The Court first ruled that provisions regulating the forum of “intra-corporate” litigation fall within the “broad, enabling” scope of Section 102 of the Delaware General Corporation Law, which permits Delaware corporations to include in their certificate of incorporation “any provision for the management of the business and for the conduct of the affairs of the corporation,” and “any provision creating, defining, limiting and regulating the powers of the corporation, the directors, and the stockholders, or any class of the stockholders, . . . if such provisions are not contrary to the laws of this State.” Nor did any law prohibit federal-forum provisions; to the contrary, Delaware has long-upheld forum selection clauses as valid.
The Court further ruled that Section 115, which allows a Delaware corporation to require “internal corporate claims” to be filed “exclusively . . . in this State,” had no applicability because Securities Act claims are not “internal corporate claims” (a proposition that no party disputed).
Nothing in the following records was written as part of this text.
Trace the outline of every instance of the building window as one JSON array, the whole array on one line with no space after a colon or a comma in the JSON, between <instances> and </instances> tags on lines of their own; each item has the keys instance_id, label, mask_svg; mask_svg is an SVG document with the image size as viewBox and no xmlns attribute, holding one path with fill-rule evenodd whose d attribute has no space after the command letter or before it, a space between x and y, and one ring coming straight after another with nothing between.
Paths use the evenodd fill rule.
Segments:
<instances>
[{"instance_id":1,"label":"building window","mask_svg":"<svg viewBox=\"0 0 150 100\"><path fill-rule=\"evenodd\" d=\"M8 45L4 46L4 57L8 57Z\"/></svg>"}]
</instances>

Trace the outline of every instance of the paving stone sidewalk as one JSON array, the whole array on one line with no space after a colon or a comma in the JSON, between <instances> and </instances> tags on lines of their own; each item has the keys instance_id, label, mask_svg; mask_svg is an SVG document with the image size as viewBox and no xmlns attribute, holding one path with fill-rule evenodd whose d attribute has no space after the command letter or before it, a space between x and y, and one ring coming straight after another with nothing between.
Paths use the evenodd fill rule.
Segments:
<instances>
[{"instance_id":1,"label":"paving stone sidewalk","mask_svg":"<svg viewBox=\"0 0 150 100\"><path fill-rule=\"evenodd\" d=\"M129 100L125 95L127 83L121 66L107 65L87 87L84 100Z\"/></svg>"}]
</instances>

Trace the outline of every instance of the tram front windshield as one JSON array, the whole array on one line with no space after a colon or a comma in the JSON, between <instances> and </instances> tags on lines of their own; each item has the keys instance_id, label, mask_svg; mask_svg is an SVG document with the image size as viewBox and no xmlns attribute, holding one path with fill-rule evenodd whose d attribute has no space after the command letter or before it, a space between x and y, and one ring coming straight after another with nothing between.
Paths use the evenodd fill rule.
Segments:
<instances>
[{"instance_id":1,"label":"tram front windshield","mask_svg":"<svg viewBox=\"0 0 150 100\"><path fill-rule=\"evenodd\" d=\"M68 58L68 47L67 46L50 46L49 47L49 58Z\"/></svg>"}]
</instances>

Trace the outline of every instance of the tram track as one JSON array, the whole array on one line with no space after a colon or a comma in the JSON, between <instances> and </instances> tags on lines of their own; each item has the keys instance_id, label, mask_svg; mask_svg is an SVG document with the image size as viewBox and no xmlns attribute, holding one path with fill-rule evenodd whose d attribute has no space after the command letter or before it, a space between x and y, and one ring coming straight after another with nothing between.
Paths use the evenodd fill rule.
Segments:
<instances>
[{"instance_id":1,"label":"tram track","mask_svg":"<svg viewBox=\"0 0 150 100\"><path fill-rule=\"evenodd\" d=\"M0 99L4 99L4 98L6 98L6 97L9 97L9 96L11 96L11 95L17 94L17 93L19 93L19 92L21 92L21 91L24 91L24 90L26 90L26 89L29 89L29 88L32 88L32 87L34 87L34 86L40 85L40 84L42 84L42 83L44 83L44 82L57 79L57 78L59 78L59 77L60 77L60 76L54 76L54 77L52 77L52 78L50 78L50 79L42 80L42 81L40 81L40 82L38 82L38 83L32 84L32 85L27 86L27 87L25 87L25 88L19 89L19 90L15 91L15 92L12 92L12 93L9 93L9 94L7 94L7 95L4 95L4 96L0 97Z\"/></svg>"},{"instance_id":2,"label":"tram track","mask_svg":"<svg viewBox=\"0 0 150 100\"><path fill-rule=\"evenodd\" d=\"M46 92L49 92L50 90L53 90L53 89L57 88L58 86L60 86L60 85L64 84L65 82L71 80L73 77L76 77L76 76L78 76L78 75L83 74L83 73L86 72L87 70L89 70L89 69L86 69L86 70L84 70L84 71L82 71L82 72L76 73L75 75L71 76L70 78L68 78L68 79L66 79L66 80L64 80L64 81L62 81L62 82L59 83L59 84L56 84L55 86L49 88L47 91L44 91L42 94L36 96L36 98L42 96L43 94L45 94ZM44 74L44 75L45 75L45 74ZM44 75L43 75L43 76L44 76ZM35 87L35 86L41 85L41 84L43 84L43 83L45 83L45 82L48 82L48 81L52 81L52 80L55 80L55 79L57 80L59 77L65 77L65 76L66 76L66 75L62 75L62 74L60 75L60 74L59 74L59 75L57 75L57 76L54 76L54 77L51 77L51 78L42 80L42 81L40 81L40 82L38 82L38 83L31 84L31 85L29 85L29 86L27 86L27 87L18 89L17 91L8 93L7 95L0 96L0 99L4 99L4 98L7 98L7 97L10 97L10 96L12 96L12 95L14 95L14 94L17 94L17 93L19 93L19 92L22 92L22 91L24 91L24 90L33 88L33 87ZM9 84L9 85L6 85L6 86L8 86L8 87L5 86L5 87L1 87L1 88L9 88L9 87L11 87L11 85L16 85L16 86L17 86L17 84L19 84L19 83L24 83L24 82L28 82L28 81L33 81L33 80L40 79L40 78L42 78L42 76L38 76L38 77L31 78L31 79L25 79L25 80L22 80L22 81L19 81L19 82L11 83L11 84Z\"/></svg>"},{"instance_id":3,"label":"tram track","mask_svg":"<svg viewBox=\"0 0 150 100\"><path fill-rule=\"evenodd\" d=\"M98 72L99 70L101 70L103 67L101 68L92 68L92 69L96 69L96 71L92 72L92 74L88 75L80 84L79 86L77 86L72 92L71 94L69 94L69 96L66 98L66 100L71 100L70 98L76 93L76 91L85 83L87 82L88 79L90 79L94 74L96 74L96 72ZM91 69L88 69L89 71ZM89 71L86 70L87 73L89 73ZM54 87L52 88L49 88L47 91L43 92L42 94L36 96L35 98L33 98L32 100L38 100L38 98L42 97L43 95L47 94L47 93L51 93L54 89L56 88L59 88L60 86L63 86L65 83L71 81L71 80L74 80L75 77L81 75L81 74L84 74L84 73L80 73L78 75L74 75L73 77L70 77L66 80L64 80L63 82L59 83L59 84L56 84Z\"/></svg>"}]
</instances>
Although plaintiffs argued that Section 115 somehow “implied” that federal-forum provisions were now invalid under Section 102, the Court disagreed, noting that the General Assembly tellingly did not amend the broad text of Section 102, affirming the long-standing rule that courts should not “impliedly amend” a statute unless such intention was “manifestly clear.”
Section 115, the Court further explained, was simply intended, in part, to codify Boilermakers. As a result, it was only intended to clarify that for certain claims—namely, “internal corporate claims”—corporations may select Delaware courts as the only forum, but Delaware courts cannot be excluded as a forum. For other claims not covered by Section 115, including Securities Act claims, the broad and permissive provisions of Section 102 still apply. In a footnote, the Court further clarified that Section 115 is limited only to claims created under Delaware corporate law, not federal law.
The Court then concluded that the Court of Chancery wrongly embraced a “binary world” consisting of only “internal affairs” claims and “external” claims. Rejecting that binary world, the Court acknowledged a “continuum” of claims: on the one end were “internal affairs” claims (like those at issue in Boilermakers), in the middle were other “intra-corporate” claims, and at the other end were “external” claims. Securities Act claims fall in the middle: they are “intra-corporate” claims because they involve a shareholder’s claim against the company or those who control the company. As a result, the broad text of Section 102 permits corporations to adopt federal-forum provisions requiring Securities Act claims to be filed exclusively in federal court.
The Delaware Supreme Court’s opinion provides necessary clarity to Delaware corporations going forward: federal-forum provisions are valid and enforceable under Delaware law. Moreover, given the plaintiffs’ bar’s increasing desire to pursue Securities Act claims in state courts, including entirely duplicative claims in both state and federal courts, Delaware corporations now have the confirmed ability to adopt federal-forum provisions requiring Securities Act claims to be litigated exclusively in federal court. Such provision could be of increased importance to a Delaware-organized investment company (such as an open-end mutual fund), which faces daily risk of Section 11 claims due to the fact that any shareholder transaction is deemed to be based on the operative prospectus.
The Court also addressed in a footnote the concern that had driven much of the attention on this case, which was that a decision authorizing federal-forum provisions will open the door for Delaware corporations to next adopt mandatory shareholder-arbitration provisions. The Court stated that such provisions would violate Section 115 of the DGCL by virtue of the fact that they would remove corporate claims from the purview of Delaware courts altogether.
Finally, the Court’s ruling today is critically important to Delaware corporations because it confirms once again that Delaware courts will show great respect and due deference to stockholder-approved charter provisions, giving corporations and their investors significant leeway to structure and govern their own relationships.